Emilio Izaguirre has opened up on his second spell at Celtic - revealing he played most of the season on medication and trained on 'one leg' to work through the pain barrier.

The Honduran left-back was re-signed by Brendan Rodgers in 2018 after a stellar seven years at Parkhead under Neil Lennon and then Ronny Deila. A twist of fate he still regards as a blessing.

An incredible 11 trophy haul as well as player of the year awards during his first stint, the 34-year-old could not have asked for much more before his departure. However, after returning from a dismal stretch in Saudi Arabia, the defender was never able to recapture his form in Glasgow.


Having broke his ankle all the way back in 2011, the injury was finally beginning to catch up with the fan favourite. He suffered through numerous games thanks to injections in order to step-up for the club he had come to love. And he recalls one moment in particular - his final Hoops appearance in the Europa League against Valencia - where he knew he was in big trouble.

"That season I was playing in the team when Kieran Tierney was out injured," Izaguirre told Herald and Times Sport. "But then I got injured against Hibs and, in my last game for Celtic against Valencia, I played with anti-inflammatory to try and get through the game with an ankle injury.

"During the Valencia game I remember I couldn’t attack or go forward without breaking through the pain barrier, and that’s something the fans didn’t know.
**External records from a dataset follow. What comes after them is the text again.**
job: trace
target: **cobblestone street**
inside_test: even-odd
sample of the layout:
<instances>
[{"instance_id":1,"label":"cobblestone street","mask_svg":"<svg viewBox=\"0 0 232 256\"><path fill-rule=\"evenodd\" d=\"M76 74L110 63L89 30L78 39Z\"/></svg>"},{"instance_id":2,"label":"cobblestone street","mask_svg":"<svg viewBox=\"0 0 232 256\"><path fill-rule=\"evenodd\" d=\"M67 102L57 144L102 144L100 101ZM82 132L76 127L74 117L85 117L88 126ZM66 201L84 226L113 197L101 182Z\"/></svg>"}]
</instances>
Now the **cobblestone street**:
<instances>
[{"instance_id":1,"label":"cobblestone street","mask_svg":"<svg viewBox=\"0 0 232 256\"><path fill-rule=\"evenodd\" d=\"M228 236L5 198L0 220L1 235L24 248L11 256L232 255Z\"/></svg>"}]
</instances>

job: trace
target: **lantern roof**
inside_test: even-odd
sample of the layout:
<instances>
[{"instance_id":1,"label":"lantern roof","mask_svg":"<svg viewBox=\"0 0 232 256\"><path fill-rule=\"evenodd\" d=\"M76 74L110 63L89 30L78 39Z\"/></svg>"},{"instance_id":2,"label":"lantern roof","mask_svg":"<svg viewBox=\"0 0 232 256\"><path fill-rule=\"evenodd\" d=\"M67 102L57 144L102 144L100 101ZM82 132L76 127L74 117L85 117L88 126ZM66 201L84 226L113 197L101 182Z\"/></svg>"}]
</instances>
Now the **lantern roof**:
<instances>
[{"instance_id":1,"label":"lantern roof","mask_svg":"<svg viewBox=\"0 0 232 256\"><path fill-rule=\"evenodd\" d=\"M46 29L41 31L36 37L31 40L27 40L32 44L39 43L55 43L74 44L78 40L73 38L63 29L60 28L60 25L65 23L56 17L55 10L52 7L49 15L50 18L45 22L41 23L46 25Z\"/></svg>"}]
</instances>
So many people who didn’t even see me play crucified me for that game and, mentally, it was torture. Physically I could deal with playing badly, but mentally it killed me for a long time.

"I took pain medication for the inflammation because I wanted to play that game at Celtic Park. I knew it was my last season with the club. As a result, when Lennon returned to the club as manager, I was effectively playing with one foot.

"For the last four months of the season from February when I got injured against Hibs until May, I was in a lot of pain with my ankle, so I was playing and training on one leg. I had to take medication, and every day for four months I had to ice my ankle.


"Celtic told me that they would help me get an operation on it, but Honduran medics said it wasn’t necessary as it was something that would my body would be able to heal with rest. I wasn’t able to make a comeback in case it worsened it and it affected my training. I was taking medication, in pain from even walking and the injury was something that caused a lot of pain and frustration.

"When Brendan Rodgers left and Lennon returned, he gave me the opportunity, but I don’t remember the last game I was actually available to play in due to the problem with my ankle. It is what it is. I have so much good things to say about Celtic, and I have lots of love and respect for Lennon."

Izaguirre's Celtic career coming to an end coincided with the rapid rise of Kieran Tierney in green and white. And he admits he could see straight away the young Scot was a contender to the throne.

Already a Hoops legend in his own right, Izaguirre understood the power of competition at left-back. That friendly rivalry would only help Celtic as a whole. So there was never any animosity for the young up-start. In fact, it was quite the opposite. Any advice or knowledge Izaguirre could pass down, he would. So there is a sense of pride in the Honduran's mind watching his old pal now star in an Arsenal shirt, £25million later.

"Kieran is exceptional," he said. "One of the best players at Celtic. Kieran has natural talent. He is fast, strong and powerful. It was great to train with him, but of course there was a competition.


"Between us, there was never any envy, I never had any negative feelings towards him. I never had any problems with him due to the fact I wasn’t playing. That’s just football. He’s a boy who was a fan, who wanted to be the best and to always play well.

"I always wish him the best and I still see him on TV and want him to do well. He left Celtic as one of the best young players in the UK and I hope he becomes one of the best full backs in the world at Arsenal."

Tierney may have been the top prospect at Parkhead, but in terms of best professional, Izaguirre holds another in the highest esteem. "The absolute best is Scott Brown," he concluded. "His career is so impressive, he has played for so long at such a high level and he has maintained that standard even at 35-36 years old. He is superb in training."